README.md

## mstore [![Build Status](https://travis-ci.org/dalmatinerdb/mstore.svg?branch=master)](https://travis-ci.org/dalmatinerdb/mstore)

MStore is a experimental metric store build in erlang, the primary functions are `open`, `new`, `get` and `put`.

A datastore is defined by:
 * The size of the consistant hashing ring.
 * The number of entreis per metrics.
 * The initial offset.

For each chunk a index is created (defining the position of the metrics) and a datafile which holds the values. This makes reading a number of metrics as simple as a calculation and a sequential read.

For a store holding 1000 metrics writing to the the numbers 0-999 would be in the file 0, 1000-1999 would be in the second file etc.

## Idea

The basic idea is to take advantage of the special characteristics metrics have and modern filesystems. The following assumptions about metrics and filesystems are taken:

* Metrics occour in a regular interval (i.e. every second) skips happen but are rare
* Metrics are immutable. (i.e. once the cpu temperature was recorded for a measurement period it won't ever change again).
* Reads are highly sequential, 'give me the values between X and Y'.
* Metrics are written nearly sequentially, the delta of time between two metrics written will propably be small, this allows to limit the amount of open files.
* Metrics can be represented as 64bit integers. (this might change!)
* The filesystem uses checksums for data, this means we don't need to cehcksum values.
* The filesystem allows compression. This means longer stratches of non written metrics don't have a big impact since a bunch fo 0's on the FS will easiely be compressed away.
* The filesystem has a decent cacheing strategy (no need for mmap nonsense).
* The filesystem actually is ZFS.

## File Layout

### Set

A set allows to group metrics into a hash ring, this limits the size of single files open. The directory layout will be like this:

```
<base dir>/<chash key>/<offset>.{mstore,idx} - data and store index files
<base dir>/mstore - set index file
```

#### Index File (for a set)

The index file is simply a Erlang file that can be read via consult:

```
{FileSize, CHashSize, Seed, Metrics}.
```
* FileSize: The number of points per metric stored in the file.
* CHashSize: The number of elements in the CHash ring.
* Seed: A seed used to hash the metric keys, this is needed to allow putting a set behind another CHash ring (i.e. riak core).
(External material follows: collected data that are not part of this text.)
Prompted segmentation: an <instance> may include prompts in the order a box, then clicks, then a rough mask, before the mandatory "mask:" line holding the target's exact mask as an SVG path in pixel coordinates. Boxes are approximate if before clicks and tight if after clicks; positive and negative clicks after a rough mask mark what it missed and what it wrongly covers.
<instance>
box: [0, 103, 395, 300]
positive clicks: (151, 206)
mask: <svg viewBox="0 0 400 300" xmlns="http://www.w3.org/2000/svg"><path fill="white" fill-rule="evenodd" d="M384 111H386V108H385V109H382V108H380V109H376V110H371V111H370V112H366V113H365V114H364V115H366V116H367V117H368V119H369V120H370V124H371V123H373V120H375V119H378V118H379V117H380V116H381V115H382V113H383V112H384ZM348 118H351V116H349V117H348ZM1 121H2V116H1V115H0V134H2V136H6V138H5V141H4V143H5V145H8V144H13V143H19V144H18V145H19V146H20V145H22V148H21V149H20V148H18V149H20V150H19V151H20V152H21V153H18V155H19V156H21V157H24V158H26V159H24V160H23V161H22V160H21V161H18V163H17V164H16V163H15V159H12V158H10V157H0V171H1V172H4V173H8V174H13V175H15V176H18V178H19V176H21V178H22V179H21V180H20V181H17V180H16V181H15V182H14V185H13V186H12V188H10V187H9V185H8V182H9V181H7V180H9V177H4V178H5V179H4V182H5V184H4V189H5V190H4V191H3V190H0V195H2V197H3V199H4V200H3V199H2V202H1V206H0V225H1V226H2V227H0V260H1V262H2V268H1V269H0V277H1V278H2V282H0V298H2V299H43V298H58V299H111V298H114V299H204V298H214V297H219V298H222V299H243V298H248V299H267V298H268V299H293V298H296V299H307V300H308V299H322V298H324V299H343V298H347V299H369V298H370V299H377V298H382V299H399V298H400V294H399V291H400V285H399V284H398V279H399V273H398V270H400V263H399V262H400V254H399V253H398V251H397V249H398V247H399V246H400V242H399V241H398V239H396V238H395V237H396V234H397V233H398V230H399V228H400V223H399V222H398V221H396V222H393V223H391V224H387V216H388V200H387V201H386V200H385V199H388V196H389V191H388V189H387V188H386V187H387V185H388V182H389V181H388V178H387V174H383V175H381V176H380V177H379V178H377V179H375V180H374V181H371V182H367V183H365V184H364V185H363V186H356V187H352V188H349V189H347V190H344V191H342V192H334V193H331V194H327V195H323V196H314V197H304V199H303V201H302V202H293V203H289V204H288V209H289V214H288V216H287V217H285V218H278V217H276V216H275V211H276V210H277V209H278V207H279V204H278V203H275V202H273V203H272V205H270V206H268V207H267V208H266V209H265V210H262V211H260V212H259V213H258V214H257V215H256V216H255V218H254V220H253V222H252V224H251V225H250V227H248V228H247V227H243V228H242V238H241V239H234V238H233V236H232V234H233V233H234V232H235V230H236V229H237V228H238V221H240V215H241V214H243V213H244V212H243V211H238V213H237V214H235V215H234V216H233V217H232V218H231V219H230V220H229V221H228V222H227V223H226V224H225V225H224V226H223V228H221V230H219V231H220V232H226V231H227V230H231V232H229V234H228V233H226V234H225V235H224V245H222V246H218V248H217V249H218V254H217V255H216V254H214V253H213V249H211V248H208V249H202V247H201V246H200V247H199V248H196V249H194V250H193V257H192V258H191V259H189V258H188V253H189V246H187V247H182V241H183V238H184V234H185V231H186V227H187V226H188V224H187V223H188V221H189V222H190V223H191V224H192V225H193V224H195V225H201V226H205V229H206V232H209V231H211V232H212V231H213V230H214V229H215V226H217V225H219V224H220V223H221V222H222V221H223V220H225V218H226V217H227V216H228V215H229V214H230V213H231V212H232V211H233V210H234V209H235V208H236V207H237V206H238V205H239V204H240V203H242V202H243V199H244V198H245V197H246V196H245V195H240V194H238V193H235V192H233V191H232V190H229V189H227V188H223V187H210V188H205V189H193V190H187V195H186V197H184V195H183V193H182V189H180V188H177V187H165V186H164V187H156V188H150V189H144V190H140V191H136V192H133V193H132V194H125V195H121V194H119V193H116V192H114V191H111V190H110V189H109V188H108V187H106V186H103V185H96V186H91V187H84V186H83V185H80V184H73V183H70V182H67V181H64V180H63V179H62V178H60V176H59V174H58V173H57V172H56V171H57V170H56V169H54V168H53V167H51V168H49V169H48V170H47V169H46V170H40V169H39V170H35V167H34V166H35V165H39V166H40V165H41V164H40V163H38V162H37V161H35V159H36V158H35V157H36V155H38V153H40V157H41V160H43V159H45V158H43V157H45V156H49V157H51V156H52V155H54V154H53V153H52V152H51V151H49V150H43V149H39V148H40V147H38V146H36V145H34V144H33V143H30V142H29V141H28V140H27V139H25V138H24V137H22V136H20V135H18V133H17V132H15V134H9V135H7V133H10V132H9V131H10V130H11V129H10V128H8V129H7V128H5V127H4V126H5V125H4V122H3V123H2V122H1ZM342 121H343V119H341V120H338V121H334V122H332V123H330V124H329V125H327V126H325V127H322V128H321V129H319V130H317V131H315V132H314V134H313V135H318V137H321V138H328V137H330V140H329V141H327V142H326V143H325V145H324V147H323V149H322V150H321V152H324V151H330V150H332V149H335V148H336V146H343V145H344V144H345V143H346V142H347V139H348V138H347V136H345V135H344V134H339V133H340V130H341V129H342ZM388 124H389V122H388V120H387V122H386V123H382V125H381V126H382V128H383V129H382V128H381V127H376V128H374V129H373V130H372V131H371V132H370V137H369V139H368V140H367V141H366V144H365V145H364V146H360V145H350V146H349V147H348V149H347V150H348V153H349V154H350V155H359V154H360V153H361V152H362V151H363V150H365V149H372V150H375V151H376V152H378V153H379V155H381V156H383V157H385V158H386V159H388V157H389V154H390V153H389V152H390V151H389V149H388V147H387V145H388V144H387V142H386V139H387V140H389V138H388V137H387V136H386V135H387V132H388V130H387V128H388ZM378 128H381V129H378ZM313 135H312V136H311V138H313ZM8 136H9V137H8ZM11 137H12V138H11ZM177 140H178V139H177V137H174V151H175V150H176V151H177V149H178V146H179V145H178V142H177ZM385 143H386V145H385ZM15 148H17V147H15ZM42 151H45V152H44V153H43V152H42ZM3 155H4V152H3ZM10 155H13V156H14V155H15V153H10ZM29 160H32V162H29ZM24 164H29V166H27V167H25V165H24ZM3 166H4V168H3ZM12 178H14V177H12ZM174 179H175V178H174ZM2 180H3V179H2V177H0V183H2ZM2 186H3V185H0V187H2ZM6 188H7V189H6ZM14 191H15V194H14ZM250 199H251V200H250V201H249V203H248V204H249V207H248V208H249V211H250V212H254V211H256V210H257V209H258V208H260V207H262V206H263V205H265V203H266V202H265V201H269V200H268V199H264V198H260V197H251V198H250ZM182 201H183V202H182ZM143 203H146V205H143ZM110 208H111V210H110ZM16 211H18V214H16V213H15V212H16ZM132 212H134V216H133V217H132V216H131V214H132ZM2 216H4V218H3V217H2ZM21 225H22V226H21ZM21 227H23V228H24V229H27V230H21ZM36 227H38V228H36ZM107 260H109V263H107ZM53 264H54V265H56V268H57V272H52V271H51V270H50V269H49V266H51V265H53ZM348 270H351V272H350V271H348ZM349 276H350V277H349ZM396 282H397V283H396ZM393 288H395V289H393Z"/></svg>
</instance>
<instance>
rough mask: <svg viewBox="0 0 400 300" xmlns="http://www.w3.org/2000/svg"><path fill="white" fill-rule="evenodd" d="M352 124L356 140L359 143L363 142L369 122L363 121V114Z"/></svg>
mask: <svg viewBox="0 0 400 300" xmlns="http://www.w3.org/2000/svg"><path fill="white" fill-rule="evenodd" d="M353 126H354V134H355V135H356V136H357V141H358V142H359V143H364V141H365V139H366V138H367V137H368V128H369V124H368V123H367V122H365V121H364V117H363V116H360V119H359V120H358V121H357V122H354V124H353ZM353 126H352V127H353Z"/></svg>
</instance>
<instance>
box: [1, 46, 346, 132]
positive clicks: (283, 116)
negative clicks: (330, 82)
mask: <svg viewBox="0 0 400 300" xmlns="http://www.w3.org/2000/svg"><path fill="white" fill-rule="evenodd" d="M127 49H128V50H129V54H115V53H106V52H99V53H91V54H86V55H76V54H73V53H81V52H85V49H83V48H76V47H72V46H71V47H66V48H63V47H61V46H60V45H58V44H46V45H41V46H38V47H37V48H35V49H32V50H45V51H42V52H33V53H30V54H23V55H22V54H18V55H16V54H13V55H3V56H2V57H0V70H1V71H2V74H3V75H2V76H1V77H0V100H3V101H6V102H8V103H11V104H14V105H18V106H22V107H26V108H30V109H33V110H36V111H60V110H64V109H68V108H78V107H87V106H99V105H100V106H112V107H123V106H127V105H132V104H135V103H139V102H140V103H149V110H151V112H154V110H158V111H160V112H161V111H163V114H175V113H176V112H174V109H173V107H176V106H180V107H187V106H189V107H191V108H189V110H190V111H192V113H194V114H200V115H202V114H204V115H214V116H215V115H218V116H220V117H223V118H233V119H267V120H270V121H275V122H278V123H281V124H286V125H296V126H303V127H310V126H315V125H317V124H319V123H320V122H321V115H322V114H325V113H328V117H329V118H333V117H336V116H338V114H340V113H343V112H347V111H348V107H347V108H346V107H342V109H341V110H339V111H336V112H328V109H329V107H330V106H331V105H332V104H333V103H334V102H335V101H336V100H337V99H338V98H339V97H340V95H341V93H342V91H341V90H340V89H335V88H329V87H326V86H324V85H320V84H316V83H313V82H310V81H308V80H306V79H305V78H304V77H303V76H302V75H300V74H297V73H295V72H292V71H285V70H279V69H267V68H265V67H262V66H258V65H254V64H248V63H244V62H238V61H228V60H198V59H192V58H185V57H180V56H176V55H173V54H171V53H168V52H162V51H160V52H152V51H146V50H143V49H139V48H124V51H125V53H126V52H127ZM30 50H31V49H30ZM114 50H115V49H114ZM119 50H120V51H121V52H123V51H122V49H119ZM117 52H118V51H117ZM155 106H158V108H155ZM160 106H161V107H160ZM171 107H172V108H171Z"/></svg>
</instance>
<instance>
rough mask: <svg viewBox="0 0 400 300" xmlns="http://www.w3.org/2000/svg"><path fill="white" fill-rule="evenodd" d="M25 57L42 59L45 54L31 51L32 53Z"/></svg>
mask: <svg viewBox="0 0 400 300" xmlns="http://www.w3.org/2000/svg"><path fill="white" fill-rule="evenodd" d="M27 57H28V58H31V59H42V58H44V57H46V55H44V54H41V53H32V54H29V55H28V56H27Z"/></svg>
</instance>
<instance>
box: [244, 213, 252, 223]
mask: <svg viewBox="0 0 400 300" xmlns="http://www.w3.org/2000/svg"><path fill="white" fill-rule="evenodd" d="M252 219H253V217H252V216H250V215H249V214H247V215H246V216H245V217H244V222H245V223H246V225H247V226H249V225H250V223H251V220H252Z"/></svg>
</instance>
W/o the seed the distribution would not be even.
* Metrics: A list of all metrics stored in this set, used for looking up metrics.

### Store
#### Data File

Currently data is fixed to 64 bit (8 byte) integers this means a data file is layed out like this:

```
<metric 1:FileSize*8><metric 2:FileSize*8><metric 2:FileSize*8>
```

#### Index File (for a metric)

The index file is simply a Erlang file that can be read via consult:
```
{Offse, FileSize, [{Metric, Index}]}.
```

* Offset: the base offset of the file.
* FileSize: The number of points per metric stored in the file.
* Metric and Index: A list of metricses and their indexes in the file.